Objective: This study aims to improve the differentiation of BM-MSC into keratocytes using 3D culture techniques, including differentiation post-bioprinting. Specifically, we aim to characterize the expression of primary corneal stromal keratocyte (CSK) specific markers of differentiated cells for their suitability in in vivo corneal bioprinting. To further validate the applicability of the model for in vivo corneal repair, ex vivo experiments were performed using porcine corneal tissue.
Materials & Methods: BM-MSC from 3 donors were cultured in BM-MSC medium. Briefly, BM-MSC were encapsulated in collagen-based hydrogels. After 3 days, differentiation was initiated by subculturing the casted BM-MSC for 14 days in a differentiation medium based on DMEM/F12, 1 % MEM Vitamin Solution, 1 % MEM nonessential amino acids, 1 % Insulin-Transferrin-Selen, 1 mM L-Ascorbate 2-Phosphate, 10 ng/ml FGF-b, and 0.1 ng/ml TGF-b3. The expressions of the CSK-specific markers keratocan, lumican, and ALDH3A1 were investigated by immunofluorescence staining and qPCR. Porcine eyes were cleaned, and the cornea was carefully dissected from the ocular globe. A stromal defect was simulated via central trephination, followed by defect filling using an inkjet-based bioprinter. Cells spreading and differentiation were monitored by IF and qPCR.
Results: 3D differentiation of BM-MSC enhanced their differentiation towards keratocyte lineages compared to traditional 2D culture methods. IF and qPCR analyses revealed an upregulation of CSK-specific markers, indicating successful differentiation, in both 3D cast and 3D printed constructs. Moreover, differentiated cells exhibited typical phenotypes of primary CSK. The ex vivo experiments demonstrated successful filling of the corneal defect with the bioink, along with evidence of cell spreading and keratocyte differentiation as confirmed by protein analysis.

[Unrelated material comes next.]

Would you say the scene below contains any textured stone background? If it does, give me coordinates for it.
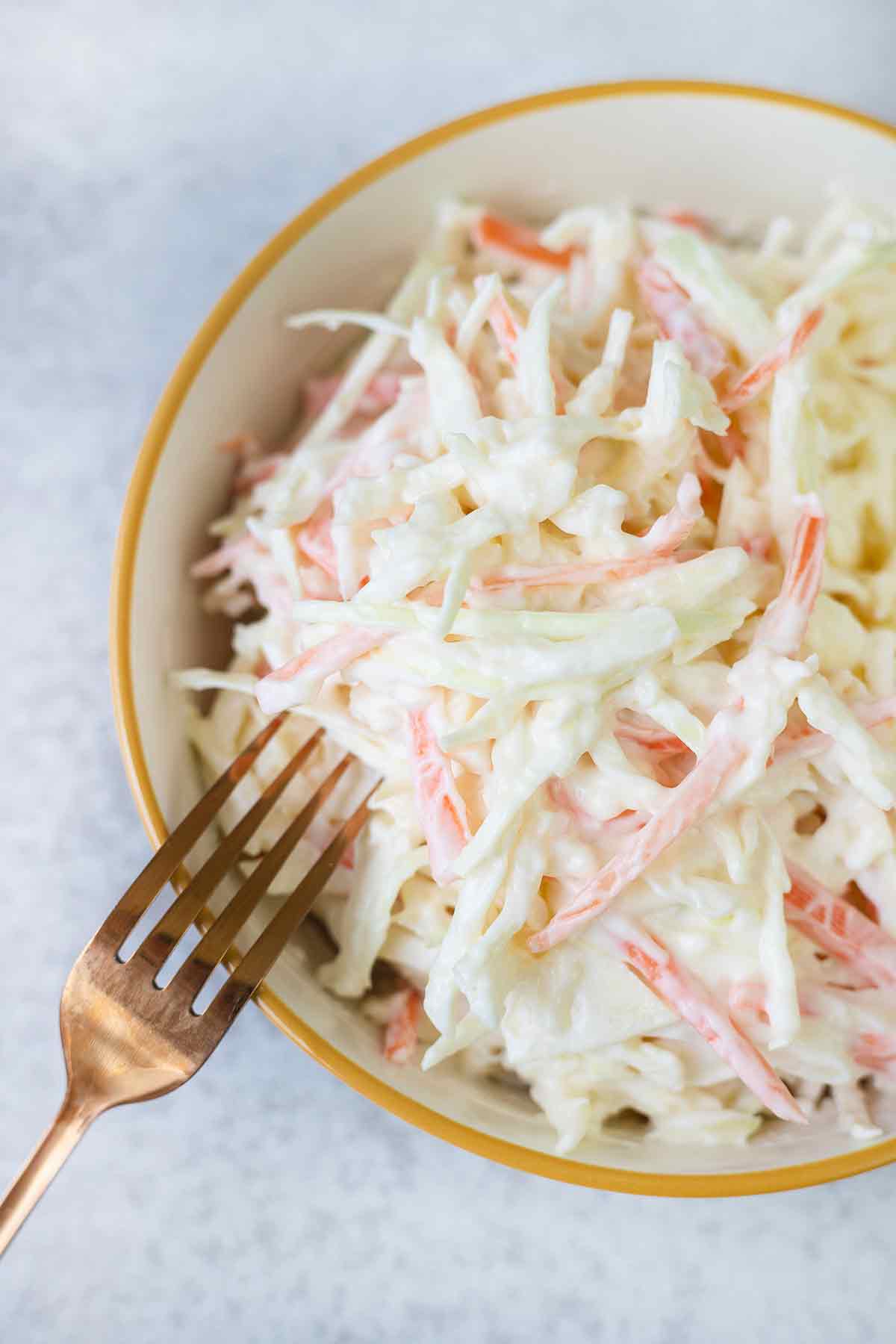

Conclusion: Our work demonstrates the efficiency of 3D culture techniques in promoting the differentiation of BM-MSC into keratocyte lineages for corneal tissue engineering applications. The enhanced expression of CSK-specific markers and functional properties of differentiated cells underscore the potential of this approach for generating bioengineered corneal substitutes. Moreover, the ex vivo tests highlight the potential use of this technique for in vivo corneal bioprinting.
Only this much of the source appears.